4. How to Trade the Bull Flag Pattern in ICT

Step 1: Identify the Pattern
- Look for a strong bullish move forming the flagpole.
- Observe a consolidation phase where the price retraces slightly but maintains higher lows.
Step 2: Use ICT Tools for Confluence
- Check if the consolidation occurs near an FVG or bullish order block.
- Identify liquidity pools near the breakout zone.
Step 3: Plan Your Entry
- Enter long when the price breaks out of the flag pattern.
- Alternatively, wait for a retracement back to the order block or FVG for a more precise entry.
Step 4: Define Stop-Loss and Target
- Place the stop-loss below the flag’s lower boundary or the order block.
- Set the profit target by projecting the flagpole’s length from the breakout point.
5. Example: Bull Flag on EUR/USD in ICT
1. Scenario
EUR/USD is in an uptrend, rallying from 1.1000 to 1.1100, forming the flagpole. The price then consolidates between 1.1080 and 1.1050, creating the flag.
2. Details
- Flagpole Length: 100 pips.
- Consolidation Range: 1.1050–1.1080.
- Breakout: Price breaks above 1.1080.
3. ICT Context
- Order Block: A bullish order block is present at 1.1040–1.1050, supporting the flag formation.

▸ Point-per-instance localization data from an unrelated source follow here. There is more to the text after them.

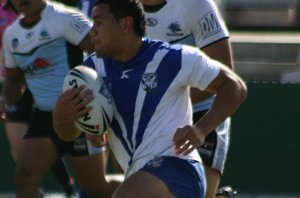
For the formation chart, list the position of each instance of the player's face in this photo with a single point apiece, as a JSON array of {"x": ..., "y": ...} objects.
[
  {"x": 106, "y": 33},
  {"x": 29, "y": 8}
]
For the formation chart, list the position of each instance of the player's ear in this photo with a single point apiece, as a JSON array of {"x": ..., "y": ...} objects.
[{"x": 127, "y": 23}]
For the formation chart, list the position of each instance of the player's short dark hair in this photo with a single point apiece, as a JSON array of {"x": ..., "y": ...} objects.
[{"x": 123, "y": 8}]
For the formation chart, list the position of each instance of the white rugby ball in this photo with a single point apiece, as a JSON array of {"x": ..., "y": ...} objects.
[{"x": 99, "y": 118}]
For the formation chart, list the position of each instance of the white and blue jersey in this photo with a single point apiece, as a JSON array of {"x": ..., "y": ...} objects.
[
  {"x": 41, "y": 50},
  {"x": 191, "y": 22},
  {"x": 151, "y": 97},
  {"x": 86, "y": 6}
]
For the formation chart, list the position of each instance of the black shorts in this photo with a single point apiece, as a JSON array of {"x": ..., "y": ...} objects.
[
  {"x": 21, "y": 112},
  {"x": 40, "y": 126}
]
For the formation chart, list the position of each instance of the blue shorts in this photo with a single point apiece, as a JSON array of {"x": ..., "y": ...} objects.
[{"x": 184, "y": 178}]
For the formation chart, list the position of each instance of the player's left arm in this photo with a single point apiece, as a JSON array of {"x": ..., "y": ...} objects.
[
  {"x": 230, "y": 92},
  {"x": 71, "y": 105}
]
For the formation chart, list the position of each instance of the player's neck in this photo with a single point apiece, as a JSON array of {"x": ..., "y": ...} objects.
[
  {"x": 130, "y": 50},
  {"x": 153, "y": 2},
  {"x": 31, "y": 18}
]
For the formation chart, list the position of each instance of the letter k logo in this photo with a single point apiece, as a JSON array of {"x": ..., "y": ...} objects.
[{"x": 124, "y": 74}]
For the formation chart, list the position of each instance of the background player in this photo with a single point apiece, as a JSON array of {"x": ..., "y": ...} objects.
[
  {"x": 19, "y": 114},
  {"x": 36, "y": 48},
  {"x": 197, "y": 23}
]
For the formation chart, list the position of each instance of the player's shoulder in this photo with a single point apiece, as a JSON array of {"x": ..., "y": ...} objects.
[
  {"x": 56, "y": 9},
  {"x": 12, "y": 28},
  {"x": 196, "y": 5}
]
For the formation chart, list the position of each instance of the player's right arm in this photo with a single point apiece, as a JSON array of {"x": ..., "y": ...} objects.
[
  {"x": 71, "y": 105},
  {"x": 12, "y": 89}
]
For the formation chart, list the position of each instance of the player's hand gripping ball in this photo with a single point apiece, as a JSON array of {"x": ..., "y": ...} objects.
[{"x": 99, "y": 118}]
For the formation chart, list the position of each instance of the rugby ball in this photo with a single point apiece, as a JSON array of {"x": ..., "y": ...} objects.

- Liquidity Pool: Buy stops are above 1.1080, where the breakout occurs.
- Fair Value Gap: An FVG is identified between 1.1065–1.1075, offering an optimal entry point.
4. Trade Setup
- Entry: Enter at 1.1085 after the breakout.
- Stop-Loss: Place at 1.1040 (below the order block).
- Take Profit: Target 1.1185 (flagpole projection from the breakout).
5. Result
The price moves to 1.1185, completing the pattern and yielding a 100-pip gain.
6. Tips for Successful Bull Flag Trading in ICT
1. Wait for Confirmation:
Ensure the breakout is supported by volume or ICT concepts like displacement.
2. Use Multiple Timeframes:
Confirm the pattern and ICT confluences on higher timeframes.
3. Combine with Killzones:
Align entries with key ICT killzones (e.g., London Open) for better timing.
4. Monitor Institutional Moves:
Look for signs of institutional accumulation before the breakout.
7. Conclusion
The bull flag pattern is a powerful continuation strategy, especially when integrated with ICT principles.
By combining this classic chart pattern with advanced ICT concepts like order blocks, liquidity pools, and fair value gaps, traders can achieve precise entries and exits with higher probabilities of success.